I basically got a list of commonly used words – I looked for a few sites that covered this to get an aggregated group of words… just to make sure I was replacing the best set of words. Then, using Google docs I pulled data from tables in websites into a spreadsheet, rather than retyping the info (Tony Hirst wrote a blog post about doing this). Sometimes, because the words weren’t in a table, I had to copy/paste the data into the spreadsheet. The data was a bit scrappy, as it came through to the spreadsheet in a variety of formats. Google spreadsheets doesn’t have a regex function and I didn’t want to do hundreds of manual find/replace, so I fed into Yahoo pipe to clean it up, using regex.

I output the clean file as csv and imported it into Excel, so I could get a count on the number of times specific words appeared. This helped me decide which words I’d do the find/replace on later on. I also needed to look at a few dictionary sites to make sure I replaced words that could only be used as one class of word, rather than more than one (ie adjective, noun, verb) – more than one messes up the syntax/form of the sentence.

Then I created a new Yahoo pipe, which had 2 text input boxes for title & synopsis. I added find/replace modules & manually entered words that needed to be replaced, along with text that replaced it.

Werewolf by Schnaars (Flickr)

Still, at this stage, some words didn’t work. Some of the replacement words didn’t work either. This is partly because I hadn’t thought too much about the type of text that would work with the replacement. For example, synopsis seem to talk more about ‘he’, ‘she’, ‘it’, rather than ‘I’, ‘me’ and this affects the way that you need to deal with the whole word replacement style.

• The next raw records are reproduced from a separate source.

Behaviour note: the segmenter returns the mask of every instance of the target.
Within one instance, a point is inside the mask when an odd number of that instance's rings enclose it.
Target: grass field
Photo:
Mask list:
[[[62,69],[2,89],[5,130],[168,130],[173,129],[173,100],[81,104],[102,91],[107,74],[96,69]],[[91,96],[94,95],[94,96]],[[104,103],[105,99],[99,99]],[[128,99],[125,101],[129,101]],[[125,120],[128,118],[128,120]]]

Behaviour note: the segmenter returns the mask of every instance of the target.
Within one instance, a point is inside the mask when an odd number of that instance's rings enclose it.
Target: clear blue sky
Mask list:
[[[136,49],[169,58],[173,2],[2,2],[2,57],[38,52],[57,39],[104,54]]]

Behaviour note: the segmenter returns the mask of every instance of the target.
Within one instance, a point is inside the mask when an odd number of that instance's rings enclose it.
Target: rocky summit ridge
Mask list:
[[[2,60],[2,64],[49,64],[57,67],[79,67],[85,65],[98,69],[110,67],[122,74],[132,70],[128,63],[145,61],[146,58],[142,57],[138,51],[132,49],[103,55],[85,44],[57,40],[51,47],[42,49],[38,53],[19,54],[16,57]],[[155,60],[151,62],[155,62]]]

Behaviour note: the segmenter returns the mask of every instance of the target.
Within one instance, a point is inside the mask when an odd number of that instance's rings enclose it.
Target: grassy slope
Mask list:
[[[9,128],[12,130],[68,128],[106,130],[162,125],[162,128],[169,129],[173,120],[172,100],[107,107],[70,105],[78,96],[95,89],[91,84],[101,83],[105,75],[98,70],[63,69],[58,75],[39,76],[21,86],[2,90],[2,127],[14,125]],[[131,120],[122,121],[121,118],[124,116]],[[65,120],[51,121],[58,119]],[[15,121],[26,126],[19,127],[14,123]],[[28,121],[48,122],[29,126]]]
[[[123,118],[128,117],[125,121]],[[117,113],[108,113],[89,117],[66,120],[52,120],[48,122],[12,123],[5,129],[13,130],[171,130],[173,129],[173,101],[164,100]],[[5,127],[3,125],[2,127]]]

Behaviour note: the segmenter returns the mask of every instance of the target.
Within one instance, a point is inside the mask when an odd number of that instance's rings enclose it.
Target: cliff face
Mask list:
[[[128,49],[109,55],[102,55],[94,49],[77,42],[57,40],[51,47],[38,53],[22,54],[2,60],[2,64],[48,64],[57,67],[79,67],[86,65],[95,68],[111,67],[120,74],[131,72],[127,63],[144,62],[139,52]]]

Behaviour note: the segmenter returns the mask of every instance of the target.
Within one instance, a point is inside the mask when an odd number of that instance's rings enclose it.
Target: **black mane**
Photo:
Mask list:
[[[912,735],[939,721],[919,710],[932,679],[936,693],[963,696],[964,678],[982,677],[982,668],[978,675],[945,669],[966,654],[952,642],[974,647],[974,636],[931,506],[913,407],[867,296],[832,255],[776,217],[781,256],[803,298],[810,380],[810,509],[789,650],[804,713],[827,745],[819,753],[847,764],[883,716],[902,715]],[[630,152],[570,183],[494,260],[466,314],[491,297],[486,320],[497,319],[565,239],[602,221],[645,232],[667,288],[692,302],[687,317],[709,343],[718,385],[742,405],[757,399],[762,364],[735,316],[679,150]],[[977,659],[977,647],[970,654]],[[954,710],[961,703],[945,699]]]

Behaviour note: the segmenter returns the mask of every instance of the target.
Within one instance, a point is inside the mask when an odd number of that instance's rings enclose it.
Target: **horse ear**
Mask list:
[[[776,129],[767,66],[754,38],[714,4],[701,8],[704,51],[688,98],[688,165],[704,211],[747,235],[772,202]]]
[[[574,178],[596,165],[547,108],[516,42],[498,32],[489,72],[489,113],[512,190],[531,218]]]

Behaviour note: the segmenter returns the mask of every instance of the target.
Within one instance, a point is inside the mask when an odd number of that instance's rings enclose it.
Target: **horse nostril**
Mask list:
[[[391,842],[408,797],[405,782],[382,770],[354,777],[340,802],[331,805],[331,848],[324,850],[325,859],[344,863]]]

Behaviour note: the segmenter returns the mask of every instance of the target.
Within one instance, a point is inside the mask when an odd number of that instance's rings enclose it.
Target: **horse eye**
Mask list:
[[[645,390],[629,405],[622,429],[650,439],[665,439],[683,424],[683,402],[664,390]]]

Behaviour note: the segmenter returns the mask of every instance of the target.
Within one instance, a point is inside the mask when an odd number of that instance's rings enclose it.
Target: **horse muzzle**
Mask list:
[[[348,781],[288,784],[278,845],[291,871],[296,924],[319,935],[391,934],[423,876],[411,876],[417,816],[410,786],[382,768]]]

I also worked out that, even though it’s a good idea to replace common words, because you’ve got a better chance of hitting words that can be replaced out of the 171,476 words in common use in the English language (according to the Oxford English Dictionary), more synopsis actually try to avoid the cliche/common words.

It still needs tweaking and it’s presentation still needs prettifying (or horrifying ;-)), but here’s the pipe for people to have a look at. All you need to do is enter a book title and synopsis into the boxes. I’d be interested in the output from anything you paste into the pipe, as I’d like to see how the pipe works on a wide variety of synopsis. Maybe anyone who uses it could cut/paste the output of the pipe as a comment to this post. I know it needs work on.